Creation of limits vs. reflection of limits Addition: by "creation of limits" I mean "strict creation of limits". Leinster just calls it "creation of limits".

I'm not sure if I understand the difference between creation and reflection of limits of shape $I$. Suppose $D:I\to \mathscr A$ is a diagram and $F:\mathscr A\to\mathscr B$ is a functor. In my words, $F$ creates limits if any limit cone of the diagram $F\circ D$ "comes from" (under $F$)  a limit cone of $D$ in a unique way. Reflection says that if we have a limit cone of $F\circ D$ of the form $(F(A)\to FD(i))_{i\in I}$  then "its preimage" (under $F$), which is  $(A\to D(i))_{i\in I}$, is a limit cone on $D$.
Does reflection partially implies creation? If I have a limit cone $(F(A)\to FD(i))_{i\in I}$ from the definition of reflection, this meas that it also "comes from"  (under $F$) a limit cone of $D$, namely from the limit cone $(A\to D(i))_{i\in I}$, but not necessarily in a unique way.
So is reflection the same as creation, except that uniqueness is not required?
 A: The terminology is inconsistently used by different authors.

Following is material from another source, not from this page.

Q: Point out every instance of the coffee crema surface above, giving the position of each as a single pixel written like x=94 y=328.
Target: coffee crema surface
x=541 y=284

Here is a discussion about the correct definition on math overflow:
https://mathoverflow.net/questions/103065/what-is-the-correct-definition-of-creation-of-limits .
Here is the definition which Emily Riehl uses in her book Categories in Context: A functor $F$ creates limits of a certain shape $\mathcal I$ if it satisfies two conditions:

*

*$F$ reflects limits of that shape. Whenever $F\lambda: Fl \Rightarrow FD$ is a limit cone in the codomain and $D$ is a diagram of shape $\mathcal I$, then $\lambda: l \Rightarrow D$ was a limit in the domain.

*$F$  lifts limits of shape $\mathcal I$. Whenever $FD$ has a limit $\lambda: l \Rightarrow FD$ in the codomain and $D$ is of shape $\mathcal I$, then there exists a cone that $\mu: x \Rightarrow D$ such that $F\mu$  is a limit cone of $FD$. Note that by the first point this automatically implies that $\mu$ is a limit cone. If you like to use strictly creates, then the condition is instead that there is a unique cone $\mu: x\Rightarrow D$ upstairs such that $F\mu = \lambda.$
It follows from your other question that if a functor $F$ creates limits of shape $\mathcal I$ and the codomain has those limits, then the domain has those limits and $F$ preserves and reflects them. This is the situation which is most relevant in practice. Note that If $F$ creates limits, then if the limit exists in the codomain then it does in the domain, hence the terminology creates. This is stronger than reflection.